Investor's wiki

Contingent Order

Contingent Order

What Is a Contingent Order?

A contingent order is an order that is linked to, and requires, the execution of another event. The contingent order turns out to be live, or is executed, when the event happens. A model is a stop loss order. The stop loss to sell is contingent upon a security initially being bought.

A contingent order is a type of conditional order.

Grasping the Contingent Order

Mainland orders are contingent on something different occurring before the contingent order is handled.

A contingent order can be:

  1. An order including the simultaneous execution of at least two transactions.
  2. An order where the execution relies on the execution of another order.
  3. An order where the execution relies upon specific criteria, like price, volume, time, or different factors being met.

In a simultaneous transaction, the orders are contingent on one another, as need might arise to be handled simultaneously.

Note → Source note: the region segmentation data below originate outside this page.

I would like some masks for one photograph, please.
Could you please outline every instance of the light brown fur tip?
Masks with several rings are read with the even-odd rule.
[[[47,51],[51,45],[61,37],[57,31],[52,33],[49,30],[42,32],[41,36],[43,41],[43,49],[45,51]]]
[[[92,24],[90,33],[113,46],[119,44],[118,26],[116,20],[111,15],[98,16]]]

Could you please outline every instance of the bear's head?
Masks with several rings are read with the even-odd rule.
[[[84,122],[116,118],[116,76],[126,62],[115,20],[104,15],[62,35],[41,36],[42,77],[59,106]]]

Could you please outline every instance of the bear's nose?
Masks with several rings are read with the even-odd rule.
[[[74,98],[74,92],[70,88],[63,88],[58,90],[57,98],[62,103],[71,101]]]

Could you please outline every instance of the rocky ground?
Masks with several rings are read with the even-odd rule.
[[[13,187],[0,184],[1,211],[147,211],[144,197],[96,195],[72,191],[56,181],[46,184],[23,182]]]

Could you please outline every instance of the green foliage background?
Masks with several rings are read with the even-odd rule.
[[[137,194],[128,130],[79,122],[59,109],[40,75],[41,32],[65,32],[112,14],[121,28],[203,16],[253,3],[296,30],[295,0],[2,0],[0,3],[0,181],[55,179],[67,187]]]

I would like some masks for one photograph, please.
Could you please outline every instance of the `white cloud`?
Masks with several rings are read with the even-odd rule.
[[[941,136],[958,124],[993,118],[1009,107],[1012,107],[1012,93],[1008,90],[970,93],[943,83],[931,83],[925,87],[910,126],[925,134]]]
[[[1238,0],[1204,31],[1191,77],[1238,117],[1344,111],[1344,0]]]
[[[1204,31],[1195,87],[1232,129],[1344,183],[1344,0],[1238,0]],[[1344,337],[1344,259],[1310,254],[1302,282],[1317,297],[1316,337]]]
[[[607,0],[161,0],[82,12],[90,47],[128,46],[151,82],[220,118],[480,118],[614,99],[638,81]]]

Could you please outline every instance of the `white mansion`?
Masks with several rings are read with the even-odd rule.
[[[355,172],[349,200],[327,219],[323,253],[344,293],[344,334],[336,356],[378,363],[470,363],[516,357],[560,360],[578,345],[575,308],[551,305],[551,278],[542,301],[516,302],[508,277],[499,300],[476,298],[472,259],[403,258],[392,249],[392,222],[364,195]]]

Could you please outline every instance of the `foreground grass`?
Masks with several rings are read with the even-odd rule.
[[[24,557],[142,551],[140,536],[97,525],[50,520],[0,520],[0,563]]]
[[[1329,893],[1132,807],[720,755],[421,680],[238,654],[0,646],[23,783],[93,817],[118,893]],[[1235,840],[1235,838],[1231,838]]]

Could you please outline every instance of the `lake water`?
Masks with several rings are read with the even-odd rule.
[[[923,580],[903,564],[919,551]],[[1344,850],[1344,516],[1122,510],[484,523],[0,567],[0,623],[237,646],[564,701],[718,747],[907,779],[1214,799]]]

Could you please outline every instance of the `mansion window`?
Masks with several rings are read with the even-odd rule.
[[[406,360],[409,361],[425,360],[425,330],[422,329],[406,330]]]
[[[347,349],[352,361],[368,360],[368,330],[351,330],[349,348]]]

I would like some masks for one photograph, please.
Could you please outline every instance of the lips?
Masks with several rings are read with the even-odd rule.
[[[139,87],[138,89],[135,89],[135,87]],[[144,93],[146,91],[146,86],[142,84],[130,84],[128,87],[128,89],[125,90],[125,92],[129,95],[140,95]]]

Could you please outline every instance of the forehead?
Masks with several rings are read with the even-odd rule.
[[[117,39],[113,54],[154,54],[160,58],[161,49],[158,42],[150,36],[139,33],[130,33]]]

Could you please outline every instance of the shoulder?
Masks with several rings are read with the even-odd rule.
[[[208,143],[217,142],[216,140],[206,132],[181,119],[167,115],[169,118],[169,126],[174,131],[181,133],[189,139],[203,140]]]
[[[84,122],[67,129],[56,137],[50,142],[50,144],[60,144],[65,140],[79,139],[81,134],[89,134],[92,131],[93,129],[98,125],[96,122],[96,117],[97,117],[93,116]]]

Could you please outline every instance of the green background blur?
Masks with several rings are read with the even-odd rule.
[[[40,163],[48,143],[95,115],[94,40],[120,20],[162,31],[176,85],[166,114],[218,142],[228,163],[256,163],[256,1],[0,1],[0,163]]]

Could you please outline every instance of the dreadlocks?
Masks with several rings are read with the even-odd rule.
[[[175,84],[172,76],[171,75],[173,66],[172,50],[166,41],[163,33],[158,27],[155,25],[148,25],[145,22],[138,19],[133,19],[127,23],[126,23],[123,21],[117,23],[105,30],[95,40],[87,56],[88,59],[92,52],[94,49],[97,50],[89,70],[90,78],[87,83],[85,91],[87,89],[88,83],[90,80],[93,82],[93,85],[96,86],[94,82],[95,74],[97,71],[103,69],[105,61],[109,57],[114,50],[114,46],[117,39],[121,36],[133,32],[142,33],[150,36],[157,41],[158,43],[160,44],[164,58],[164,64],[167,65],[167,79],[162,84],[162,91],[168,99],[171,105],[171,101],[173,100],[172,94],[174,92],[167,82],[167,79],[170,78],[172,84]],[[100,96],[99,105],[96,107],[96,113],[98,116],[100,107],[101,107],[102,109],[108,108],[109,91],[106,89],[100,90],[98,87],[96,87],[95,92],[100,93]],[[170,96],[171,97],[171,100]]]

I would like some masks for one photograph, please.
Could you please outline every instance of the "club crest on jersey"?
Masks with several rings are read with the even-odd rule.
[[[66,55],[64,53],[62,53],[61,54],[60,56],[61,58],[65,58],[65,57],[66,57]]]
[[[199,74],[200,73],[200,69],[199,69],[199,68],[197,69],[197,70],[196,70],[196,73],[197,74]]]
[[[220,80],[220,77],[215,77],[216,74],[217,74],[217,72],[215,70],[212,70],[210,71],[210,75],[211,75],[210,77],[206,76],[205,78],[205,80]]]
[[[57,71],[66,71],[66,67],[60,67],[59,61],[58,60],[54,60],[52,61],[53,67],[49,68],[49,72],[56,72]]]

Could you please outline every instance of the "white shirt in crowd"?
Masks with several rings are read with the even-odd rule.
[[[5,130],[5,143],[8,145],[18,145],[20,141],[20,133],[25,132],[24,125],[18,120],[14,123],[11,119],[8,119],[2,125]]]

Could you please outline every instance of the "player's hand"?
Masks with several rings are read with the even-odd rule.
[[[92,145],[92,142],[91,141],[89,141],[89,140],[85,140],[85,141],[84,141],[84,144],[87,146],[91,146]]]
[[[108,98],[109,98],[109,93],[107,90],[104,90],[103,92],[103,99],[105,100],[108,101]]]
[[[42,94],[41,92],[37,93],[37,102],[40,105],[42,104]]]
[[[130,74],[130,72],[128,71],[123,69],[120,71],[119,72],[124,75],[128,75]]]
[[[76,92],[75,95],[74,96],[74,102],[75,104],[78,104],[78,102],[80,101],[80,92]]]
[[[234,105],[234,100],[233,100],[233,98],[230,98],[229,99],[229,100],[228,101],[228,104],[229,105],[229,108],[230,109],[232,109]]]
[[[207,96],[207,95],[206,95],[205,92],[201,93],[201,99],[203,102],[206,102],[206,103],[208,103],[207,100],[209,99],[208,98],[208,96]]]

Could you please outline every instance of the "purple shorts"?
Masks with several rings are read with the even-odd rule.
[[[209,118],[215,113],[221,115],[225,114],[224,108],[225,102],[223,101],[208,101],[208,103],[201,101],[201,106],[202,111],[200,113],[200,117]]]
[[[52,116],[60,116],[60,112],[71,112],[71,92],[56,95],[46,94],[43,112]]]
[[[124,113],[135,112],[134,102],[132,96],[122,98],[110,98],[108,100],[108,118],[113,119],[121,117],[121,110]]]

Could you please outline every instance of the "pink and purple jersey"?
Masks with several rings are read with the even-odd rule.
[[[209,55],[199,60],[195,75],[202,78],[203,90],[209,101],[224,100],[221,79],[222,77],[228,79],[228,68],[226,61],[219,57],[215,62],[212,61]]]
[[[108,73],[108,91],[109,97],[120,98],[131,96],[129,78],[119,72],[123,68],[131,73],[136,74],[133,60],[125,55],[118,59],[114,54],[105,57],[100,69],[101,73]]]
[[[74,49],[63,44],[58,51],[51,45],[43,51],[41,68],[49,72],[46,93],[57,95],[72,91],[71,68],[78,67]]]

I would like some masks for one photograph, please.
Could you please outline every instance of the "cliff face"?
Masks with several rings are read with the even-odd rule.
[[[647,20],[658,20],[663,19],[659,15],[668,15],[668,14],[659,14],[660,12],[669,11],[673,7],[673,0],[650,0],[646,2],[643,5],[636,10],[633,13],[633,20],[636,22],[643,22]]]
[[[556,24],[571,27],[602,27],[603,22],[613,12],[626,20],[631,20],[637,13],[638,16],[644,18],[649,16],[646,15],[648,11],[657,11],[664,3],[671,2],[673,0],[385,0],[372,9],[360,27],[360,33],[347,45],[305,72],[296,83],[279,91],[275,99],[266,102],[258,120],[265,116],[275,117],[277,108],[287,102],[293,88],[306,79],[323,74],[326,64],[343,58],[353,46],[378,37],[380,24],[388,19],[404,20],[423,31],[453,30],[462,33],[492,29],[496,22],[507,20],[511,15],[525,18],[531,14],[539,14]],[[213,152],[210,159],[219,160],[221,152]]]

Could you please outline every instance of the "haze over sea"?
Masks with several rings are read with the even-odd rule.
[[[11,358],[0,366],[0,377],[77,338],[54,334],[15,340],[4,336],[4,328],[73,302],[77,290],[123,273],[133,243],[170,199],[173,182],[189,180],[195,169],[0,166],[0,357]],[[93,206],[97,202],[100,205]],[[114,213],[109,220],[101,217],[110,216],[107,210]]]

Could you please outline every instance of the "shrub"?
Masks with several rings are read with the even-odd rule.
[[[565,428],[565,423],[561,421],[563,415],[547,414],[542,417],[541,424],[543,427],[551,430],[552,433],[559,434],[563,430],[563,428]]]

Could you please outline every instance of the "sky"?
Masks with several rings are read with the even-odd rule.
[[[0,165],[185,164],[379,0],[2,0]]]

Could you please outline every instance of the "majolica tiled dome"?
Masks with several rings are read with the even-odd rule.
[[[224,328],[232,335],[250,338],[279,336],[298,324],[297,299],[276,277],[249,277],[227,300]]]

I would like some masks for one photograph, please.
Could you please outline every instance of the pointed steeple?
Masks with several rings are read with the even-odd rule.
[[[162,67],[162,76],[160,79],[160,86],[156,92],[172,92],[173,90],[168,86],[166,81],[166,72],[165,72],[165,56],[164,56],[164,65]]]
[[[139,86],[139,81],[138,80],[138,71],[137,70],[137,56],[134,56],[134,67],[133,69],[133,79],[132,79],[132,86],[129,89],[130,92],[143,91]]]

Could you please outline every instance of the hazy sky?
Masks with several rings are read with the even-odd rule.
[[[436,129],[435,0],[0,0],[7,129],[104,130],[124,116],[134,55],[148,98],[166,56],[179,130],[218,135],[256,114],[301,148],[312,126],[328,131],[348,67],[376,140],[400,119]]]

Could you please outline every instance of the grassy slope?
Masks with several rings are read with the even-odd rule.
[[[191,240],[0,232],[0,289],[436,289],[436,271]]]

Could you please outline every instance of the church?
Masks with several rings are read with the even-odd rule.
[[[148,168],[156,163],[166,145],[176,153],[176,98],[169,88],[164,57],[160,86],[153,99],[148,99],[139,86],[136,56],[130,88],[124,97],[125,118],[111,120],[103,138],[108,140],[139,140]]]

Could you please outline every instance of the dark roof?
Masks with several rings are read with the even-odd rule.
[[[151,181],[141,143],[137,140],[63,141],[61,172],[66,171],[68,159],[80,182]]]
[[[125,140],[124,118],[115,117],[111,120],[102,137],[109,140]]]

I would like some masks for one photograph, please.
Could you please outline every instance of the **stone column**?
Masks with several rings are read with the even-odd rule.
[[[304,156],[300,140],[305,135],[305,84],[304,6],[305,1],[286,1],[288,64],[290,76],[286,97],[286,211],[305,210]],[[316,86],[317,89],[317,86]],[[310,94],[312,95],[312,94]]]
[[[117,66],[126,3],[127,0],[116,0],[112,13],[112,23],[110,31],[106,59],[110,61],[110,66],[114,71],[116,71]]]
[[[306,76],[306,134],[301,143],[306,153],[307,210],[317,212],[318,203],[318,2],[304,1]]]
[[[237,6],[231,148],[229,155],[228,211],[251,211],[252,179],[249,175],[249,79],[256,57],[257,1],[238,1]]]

On the off chance that they can't be handled simultaneously, the orders stay pending until they can be executed simultaneously.

A contingent order could likewise be founded on another order or event. For instance, a trader might make a options buy order contingent on being filled on a stock buy order. Just once they own the stock should the options order be executed. The trader could likewise request the orders are executed simultaneously.

Criteria an order is contingent upon could likewise incorporate volume, price, time, or a large group of other fundamental or technical instruments. For instance, an order might be contingent upon a security arriving at a certain price, having a certain amount of volume, and achieving both of these inside certain hours of the day.

Contingent Order Uses

Contingent orders are valuable since they permit a trader to execute a strategy, or numerous positions, when the initial event happens. In the event that a trader needed to post every transaction in sequential order, it might leave them powerless against losses or changes in price. For instance, expect a trader needs to buy a stock at $50, yet they likewise need to place a stop loss at $49.85, and a sell order (target) at $50.30 as soon they own the stock. This is called a bracketed order.

They could do this physically, however in the event that the stock price moves rapidly they may not get their orders out in time. Assuming the stop loss and target are conveyed contingent on the buy order being filled, the trader realizes that whether the stock goes up or down they have orders out to capture profit and control risk.

Likewise, there is one more problem with doing it physically. On the off chance that you buy a stock and try to place a sell order over the price and below the price (target and stop loss), the software presumably won't let you make it happen. This is on the grounds that the trading platform thinks you are trying to sell two times. Yet, assuming the stop loss and target are contingent upon the initial position, that's what it knows whether the stop loss or target is reached, that order closes the position and the other order can be canceled in light of the fact that the initial position no longer exists. The software realizes you are not trying to sell two times, thus it will let you put out the two orders simultaneously. One of the contingent orders will be canceled in the event that the other contingent order is filled, in this case.

Most brokers offer contingent order usefulness. This might come through different order types, for example, basket orders, multi-leg option orders, or bracket orders. The trader inputs what they need to happen first, and afterward sets the boundaries for the contingent order(s). On a bracket order (which makes contingent orders) that would mean putting in the initial request. Then, at that point, the stop loss and target are set. The stop loss and target orders are possibly conveyed assuming the initial order is executed.

Contingent Order Example in the Options Market

Contingent orders are generally utilized in the options market, since certain options trades have numerous legs.

For instance, a buy-write strategy includes the simultaneous purchase of a long stock position and the composition of a call option against that position. A trader might place a buy order for the long stock position that is contingent on the call option being [written](/composing an-option) at a certain price, or vice versa.

Without a contingent order, traders would need to execute two separate transactions. In the event that the price changed between the two orders, the trader could experience a moment of raised risk or possibly a more terrible (or better) price than expected on one of the transactions. The contingent order ensures that the position is opened precisely as the trader anticipates.


  • Orders can be contingent on another order or event, for example, when a stop loss is automatically conveyed once a trade has been placed.
  • A contingent order is one that depends on a specific event to happen before it very well may be made active.
  • Orders can be contingent on one another, for example, when at least two orders should be executed simultaneously.